Lorsqu'il a été interrogé par le tribunal, il a commencé par répondre aux questions générales. Ensuite, il a expliqué l'histoire du centre en France, puis il a parlé de l'organisation du parti.
Une enquête jugée "sans fondement" est en cours contre le candidat à la présidentielle, qui est accusé de complicité dans le détournement de fonds publics. S'il est reconnu coupable, il risque une peine de dix ans de prison, une amende d'un million d'euros et une inéligibilité de dix ans.
Selon les juges d'instruction qui l'ont renvoyé devant le tribunal, le maire de Pau est considéré comme étant la personne qui a pris les décisions et qui est responsable de la mise en place et du fonctionnement d'un système frauduleux visant à réduire les charges du parti.
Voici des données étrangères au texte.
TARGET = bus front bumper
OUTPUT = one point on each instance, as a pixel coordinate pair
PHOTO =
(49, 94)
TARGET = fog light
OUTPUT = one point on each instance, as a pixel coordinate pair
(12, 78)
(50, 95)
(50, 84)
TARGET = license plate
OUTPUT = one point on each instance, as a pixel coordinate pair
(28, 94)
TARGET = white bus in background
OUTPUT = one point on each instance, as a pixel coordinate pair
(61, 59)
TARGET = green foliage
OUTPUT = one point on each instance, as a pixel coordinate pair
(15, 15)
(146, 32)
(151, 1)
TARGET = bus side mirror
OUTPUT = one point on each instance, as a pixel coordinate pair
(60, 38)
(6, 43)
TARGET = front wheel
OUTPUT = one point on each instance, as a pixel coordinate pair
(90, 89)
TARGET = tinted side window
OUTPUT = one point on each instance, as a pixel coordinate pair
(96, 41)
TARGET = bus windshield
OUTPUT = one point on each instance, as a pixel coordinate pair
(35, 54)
Ce système implique la conclusion de contrats d'assistance parlementaire de complaisance par les eurodéputés.
Titre: Bayrou témoigne devant les juges
Texte: Bayrou a été appelé à comparaître devant
Lors d'une interview accordée au journal régional "La République des Pyrénées" avant le début du procès, François Bayrou a exprimé sa profonde blessure mais a affirmé être totalement déterminé à faire prévaloir la vérité des faits. Selon lui, les accusations portées contre lui sont fausses et l'enquête manque de fondement.
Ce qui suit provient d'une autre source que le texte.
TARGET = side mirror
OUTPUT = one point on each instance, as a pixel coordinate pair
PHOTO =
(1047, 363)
Au mois d'avril, François Bayrou avait exprimé sa désapprobation envers les "mensonges et les rumeurs" qui ont causé des dommages irréversibles, faisant ainsi référence à la triste disparition de Marielle de Sarnez, sa collègue au sein du parti, emportée par une leucémie en 2021.
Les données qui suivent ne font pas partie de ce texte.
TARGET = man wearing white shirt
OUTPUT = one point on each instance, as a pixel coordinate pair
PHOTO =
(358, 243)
En 2017, une affaire a fait grand bruit suite aux révélations de Sophie Montel, une ancienne élue du Front national. Elle a dénoncé l'existence d'emplois fictifs de collaborateurs concernant 19 de ses collègues politiques, qu'ils soient de droite ou de gauche.
À cette époque, François Bayrou a pris la décision de soutenir Emmanuel Macron. Ce choix a été récompensé après l'élection présidentielle par sa nomination en tant que ministre de la Justice. Malheureusement, seulement 34 jours après son arrivée, il est contraint de démissionner avec deux autres ministres du Modem, en raison de l'ouverture d'une enquête préliminaire qui mènera à un procès.
Le Parlement européen a subi un préjudice qui a été estimé à plus d'un million d'euros à un moment donné. Cependant, après l'enquête, les juges n'ont retenu que 11 contrats présumés frauduleux, pour un montant total de 350 000 euros. Le Parlement, en tant que partie civile, a retenu le chiffre de 293 000 euros.